Discursos fundamentais
aos bispos
No sábado, 27 de julho, em encontro a portas fechadas com mais
de 300 bispos brasileiros, o Papa
Francisco fez um discurso ousado abordando questões difíceis e exigentes do
domínio da pastoral, em um texto muito forte, onde incentivou que os padres
“saiam de suas sacristias em direção aos fiéis mais marginalizados” para
entender melhor os seus problemas.
Ele instigou os bispos a
fazerem um exame crítico do fracasso da Igreja Católica no Brasil que consiste
em impedir que milhares de fiéis se aproximem das igrejas evangélicas.
Na
manhã seguinte, 28 de julho, ele ampliou seu propósito através de uma alocução
aos bispos responsáveis do Conselho Episcopal Latino-Americano (Celan) no
quadriênio 2011-2015.
O conjunto desses dois discursos
constitui uma espécie de encíclica “oficiosa”, verdadeiro programa para o
pontificado, cujo fio condutor é uma autocrítica severa e o apelo à conversão
da instituição.
A seguir uma súmula dos
aspectos principais tratados por Francisco no seu discurso aos Bispos.

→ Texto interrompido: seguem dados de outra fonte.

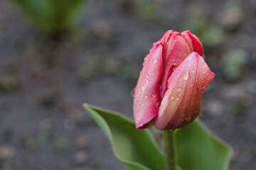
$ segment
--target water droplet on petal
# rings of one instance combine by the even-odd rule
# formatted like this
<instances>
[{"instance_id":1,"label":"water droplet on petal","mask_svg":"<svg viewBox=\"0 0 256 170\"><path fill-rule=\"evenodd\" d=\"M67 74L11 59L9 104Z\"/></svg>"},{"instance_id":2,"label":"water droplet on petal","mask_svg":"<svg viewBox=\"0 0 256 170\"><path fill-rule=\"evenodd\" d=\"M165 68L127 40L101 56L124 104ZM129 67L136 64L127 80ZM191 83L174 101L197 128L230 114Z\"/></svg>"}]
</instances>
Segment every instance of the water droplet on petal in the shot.
<instances>
[{"instance_id":1,"label":"water droplet on petal","mask_svg":"<svg viewBox=\"0 0 256 170\"><path fill-rule=\"evenodd\" d=\"M134 89L131 91L131 95L132 97L134 96Z\"/></svg>"},{"instance_id":2,"label":"water droplet on petal","mask_svg":"<svg viewBox=\"0 0 256 170\"><path fill-rule=\"evenodd\" d=\"M186 71L183 74L183 79L187 80L188 79L188 71Z\"/></svg>"}]
</instances>

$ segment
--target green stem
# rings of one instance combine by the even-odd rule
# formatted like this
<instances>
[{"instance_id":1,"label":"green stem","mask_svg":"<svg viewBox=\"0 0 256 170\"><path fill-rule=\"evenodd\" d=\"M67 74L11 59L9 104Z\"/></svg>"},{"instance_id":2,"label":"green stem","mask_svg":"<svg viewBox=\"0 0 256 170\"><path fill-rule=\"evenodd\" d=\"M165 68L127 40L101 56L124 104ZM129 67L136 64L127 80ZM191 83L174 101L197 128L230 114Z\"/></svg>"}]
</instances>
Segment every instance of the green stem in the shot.
<instances>
[{"instance_id":1,"label":"green stem","mask_svg":"<svg viewBox=\"0 0 256 170\"><path fill-rule=\"evenodd\" d=\"M166 170L176 170L174 130L164 130Z\"/></svg>"}]
</instances>

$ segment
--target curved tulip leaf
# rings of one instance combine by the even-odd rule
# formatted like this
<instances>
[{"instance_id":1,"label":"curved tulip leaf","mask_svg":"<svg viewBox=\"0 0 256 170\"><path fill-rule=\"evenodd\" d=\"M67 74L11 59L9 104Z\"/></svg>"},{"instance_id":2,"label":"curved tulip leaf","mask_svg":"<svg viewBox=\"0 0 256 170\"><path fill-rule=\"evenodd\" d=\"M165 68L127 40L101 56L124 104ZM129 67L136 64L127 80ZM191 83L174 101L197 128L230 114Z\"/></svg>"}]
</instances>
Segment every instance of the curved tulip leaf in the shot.
<instances>
[{"instance_id":1,"label":"curved tulip leaf","mask_svg":"<svg viewBox=\"0 0 256 170\"><path fill-rule=\"evenodd\" d=\"M115 156L130 170L164 170L164 157L149 130L137 130L124 116L92 106L85 109L105 132Z\"/></svg>"},{"instance_id":2,"label":"curved tulip leaf","mask_svg":"<svg viewBox=\"0 0 256 170\"><path fill-rule=\"evenodd\" d=\"M183 170L228 170L232 148L198 119L175 133L178 164Z\"/></svg>"},{"instance_id":3,"label":"curved tulip leaf","mask_svg":"<svg viewBox=\"0 0 256 170\"><path fill-rule=\"evenodd\" d=\"M112 111L85 104L85 109L109 138L114 153L129 170L164 170L162 152L148 130ZM175 132L178 170L228 170L230 147L196 121Z\"/></svg>"}]
</instances>

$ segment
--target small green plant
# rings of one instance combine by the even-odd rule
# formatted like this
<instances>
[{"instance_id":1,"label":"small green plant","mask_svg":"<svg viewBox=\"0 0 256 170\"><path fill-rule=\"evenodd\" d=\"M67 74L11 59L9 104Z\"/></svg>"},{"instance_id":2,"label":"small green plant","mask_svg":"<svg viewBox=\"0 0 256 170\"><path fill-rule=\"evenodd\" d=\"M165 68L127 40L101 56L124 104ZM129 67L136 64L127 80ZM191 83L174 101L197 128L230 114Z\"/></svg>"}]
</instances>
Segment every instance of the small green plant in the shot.
<instances>
[{"instance_id":1,"label":"small green plant","mask_svg":"<svg viewBox=\"0 0 256 170\"><path fill-rule=\"evenodd\" d=\"M87 0L13 0L39 30L55 34L70 29L79 19Z\"/></svg>"}]
</instances>

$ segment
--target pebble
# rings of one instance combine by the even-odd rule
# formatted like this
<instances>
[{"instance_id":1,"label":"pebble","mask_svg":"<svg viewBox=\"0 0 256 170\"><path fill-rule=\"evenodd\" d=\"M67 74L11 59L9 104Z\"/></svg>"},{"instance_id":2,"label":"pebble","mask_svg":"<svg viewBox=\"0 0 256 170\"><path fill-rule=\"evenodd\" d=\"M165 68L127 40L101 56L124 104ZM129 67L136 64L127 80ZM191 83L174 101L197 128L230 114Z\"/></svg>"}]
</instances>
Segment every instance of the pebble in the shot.
<instances>
[{"instance_id":1,"label":"pebble","mask_svg":"<svg viewBox=\"0 0 256 170\"><path fill-rule=\"evenodd\" d=\"M15 155L15 149L12 145L4 144L0 147L0 160L5 160Z\"/></svg>"},{"instance_id":2,"label":"pebble","mask_svg":"<svg viewBox=\"0 0 256 170\"><path fill-rule=\"evenodd\" d=\"M85 136L78 137L75 140L75 145L79 149L83 149L88 147L89 143Z\"/></svg>"},{"instance_id":3,"label":"pebble","mask_svg":"<svg viewBox=\"0 0 256 170\"><path fill-rule=\"evenodd\" d=\"M80 151L75 154L74 155L74 161L77 165L83 165L88 160L88 155L85 151Z\"/></svg>"}]
</instances>

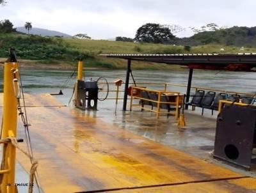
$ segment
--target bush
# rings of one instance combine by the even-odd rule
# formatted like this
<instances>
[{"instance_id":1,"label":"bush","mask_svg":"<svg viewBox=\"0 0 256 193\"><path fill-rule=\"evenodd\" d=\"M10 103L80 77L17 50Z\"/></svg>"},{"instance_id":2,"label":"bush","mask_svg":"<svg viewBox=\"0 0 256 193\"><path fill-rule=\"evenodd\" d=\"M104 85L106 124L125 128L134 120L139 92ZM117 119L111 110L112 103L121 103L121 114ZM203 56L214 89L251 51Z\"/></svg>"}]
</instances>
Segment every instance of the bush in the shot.
<instances>
[{"instance_id":1,"label":"bush","mask_svg":"<svg viewBox=\"0 0 256 193\"><path fill-rule=\"evenodd\" d=\"M134 48L134 51L138 52L142 52L142 49L138 46L138 45L135 45Z\"/></svg>"},{"instance_id":2,"label":"bush","mask_svg":"<svg viewBox=\"0 0 256 193\"><path fill-rule=\"evenodd\" d=\"M127 37L117 36L116 37L116 41L133 42L134 40Z\"/></svg>"},{"instance_id":3,"label":"bush","mask_svg":"<svg viewBox=\"0 0 256 193\"><path fill-rule=\"evenodd\" d=\"M186 51L189 52L191 50L191 47L189 45L185 45L184 49Z\"/></svg>"},{"instance_id":4,"label":"bush","mask_svg":"<svg viewBox=\"0 0 256 193\"><path fill-rule=\"evenodd\" d=\"M179 47L161 47L152 50L150 53L156 54L181 54L182 53L182 50Z\"/></svg>"},{"instance_id":5,"label":"bush","mask_svg":"<svg viewBox=\"0 0 256 193\"><path fill-rule=\"evenodd\" d=\"M8 56L8 49L14 48L18 58L36 60L74 61L83 58L93 58L88 53L72 49L62 38L42 37L37 35L0 35L0 57Z\"/></svg>"}]
</instances>

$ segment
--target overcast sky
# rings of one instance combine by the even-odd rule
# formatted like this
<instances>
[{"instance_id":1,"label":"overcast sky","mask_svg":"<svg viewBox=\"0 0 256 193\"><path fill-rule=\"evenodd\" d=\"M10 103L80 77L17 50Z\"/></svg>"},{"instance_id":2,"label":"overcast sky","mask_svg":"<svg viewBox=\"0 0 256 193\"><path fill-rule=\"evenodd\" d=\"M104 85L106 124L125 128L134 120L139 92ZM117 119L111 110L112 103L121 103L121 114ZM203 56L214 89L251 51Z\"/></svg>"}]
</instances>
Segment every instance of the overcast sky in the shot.
<instances>
[{"instance_id":1,"label":"overcast sky","mask_svg":"<svg viewBox=\"0 0 256 193\"><path fill-rule=\"evenodd\" d=\"M33 27L71 35L87 33L95 39L134 38L148 22L187 28L178 36L193 35L188 27L214 22L220 26L255 26L255 0L6 0L0 19L15 27Z\"/></svg>"}]
</instances>

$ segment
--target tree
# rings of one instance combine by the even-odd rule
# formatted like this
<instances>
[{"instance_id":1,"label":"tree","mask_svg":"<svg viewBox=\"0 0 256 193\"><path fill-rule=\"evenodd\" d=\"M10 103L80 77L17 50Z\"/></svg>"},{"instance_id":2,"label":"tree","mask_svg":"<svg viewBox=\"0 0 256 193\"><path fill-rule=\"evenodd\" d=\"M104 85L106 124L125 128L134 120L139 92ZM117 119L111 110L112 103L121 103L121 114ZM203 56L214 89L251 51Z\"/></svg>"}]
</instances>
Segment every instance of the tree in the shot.
<instances>
[{"instance_id":1,"label":"tree","mask_svg":"<svg viewBox=\"0 0 256 193\"><path fill-rule=\"evenodd\" d=\"M134 40L127 37L117 36L116 37L116 41L133 42Z\"/></svg>"},{"instance_id":2,"label":"tree","mask_svg":"<svg viewBox=\"0 0 256 193\"><path fill-rule=\"evenodd\" d=\"M214 23L210 23L205 26L201 26L201 29L196 29L194 27L189 27L189 28L195 33L204 31L216 31L220 29L220 27Z\"/></svg>"},{"instance_id":3,"label":"tree","mask_svg":"<svg viewBox=\"0 0 256 193\"><path fill-rule=\"evenodd\" d=\"M186 31L186 29L179 25L163 25L162 26L169 28L172 34Z\"/></svg>"},{"instance_id":4,"label":"tree","mask_svg":"<svg viewBox=\"0 0 256 193\"><path fill-rule=\"evenodd\" d=\"M29 34L29 30L32 29L31 22L26 22L24 27L28 30L28 33Z\"/></svg>"},{"instance_id":5,"label":"tree","mask_svg":"<svg viewBox=\"0 0 256 193\"><path fill-rule=\"evenodd\" d=\"M73 38L79 38L79 39L92 39L92 38L88 36L86 33L78 33L74 35Z\"/></svg>"},{"instance_id":6,"label":"tree","mask_svg":"<svg viewBox=\"0 0 256 193\"><path fill-rule=\"evenodd\" d=\"M13 28L13 24L8 19L0 21L0 33L16 31L16 29Z\"/></svg>"},{"instance_id":7,"label":"tree","mask_svg":"<svg viewBox=\"0 0 256 193\"><path fill-rule=\"evenodd\" d=\"M134 40L138 42L170 43L174 36L168 27L159 24L146 24L138 29Z\"/></svg>"}]
</instances>

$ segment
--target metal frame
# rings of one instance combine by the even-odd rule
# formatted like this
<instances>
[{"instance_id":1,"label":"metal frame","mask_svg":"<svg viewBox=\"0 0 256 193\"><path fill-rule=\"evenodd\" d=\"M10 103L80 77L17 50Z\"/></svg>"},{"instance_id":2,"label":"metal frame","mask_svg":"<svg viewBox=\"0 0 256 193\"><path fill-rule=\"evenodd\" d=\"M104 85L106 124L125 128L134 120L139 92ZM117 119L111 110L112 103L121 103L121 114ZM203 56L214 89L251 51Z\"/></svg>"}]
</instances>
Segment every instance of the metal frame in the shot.
<instances>
[{"instance_id":1,"label":"metal frame","mask_svg":"<svg viewBox=\"0 0 256 193\"><path fill-rule=\"evenodd\" d=\"M137 91L138 91L138 92L140 93L140 91L148 91L148 92L151 92L151 93L156 93L157 95L157 100L150 100L148 98L142 98L142 97L140 97L140 96L133 96L133 91L134 89L136 89ZM146 108L146 107L140 107L138 108L141 109L145 109L145 110L147 110L151 112L154 112L156 113L156 116L158 118L159 117L159 114L161 113L164 113L164 114L172 114L172 115L174 115L175 116L175 118L177 120L179 119L179 106L180 104L180 98L182 98L180 97L182 97L182 96L180 95L180 93L179 92L168 92L168 91L159 91L159 90L156 90L156 89L147 89L147 88L141 88L141 87L136 87L136 86L132 86L132 89L131 89L131 103L130 103L130 111L131 111L132 110L132 107L138 107L138 106L140 106L140 105L138 104L133 104L132 102L134 99L139 99L139 100L147 100L147 101L150 101L150 102L156 102L157 104L157 109L156 110L153 110L151 109L148 109L148 108ZM175 97L175 102L161 102L161 96L164 95L164 94L173 94L173 96ZM182 99L183 101L183 99ZM170 104L170 105L175 105L175 112L163 112L163 111L161 111L161 108L160 108L160 104Z\"/></svg>"}]
</instances>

O ROMPIMENTO SILENCIOSO DOS DECEPCIONADOS COM A IGREJA
Como nenhum Papa antes dele, Francisco
se confronta com a dolorosa questão dos católicos que abandonaram a Igreja,
fenômeno atestado na América Latina, mas que é conhecido em todos os países,
especialmente os europeus, nos últimos 50 anos. Ele lembra assim dessas pessoas
que abandonaram a Igreja Católica e se
deixaram seduzir por outras propostas religiosas.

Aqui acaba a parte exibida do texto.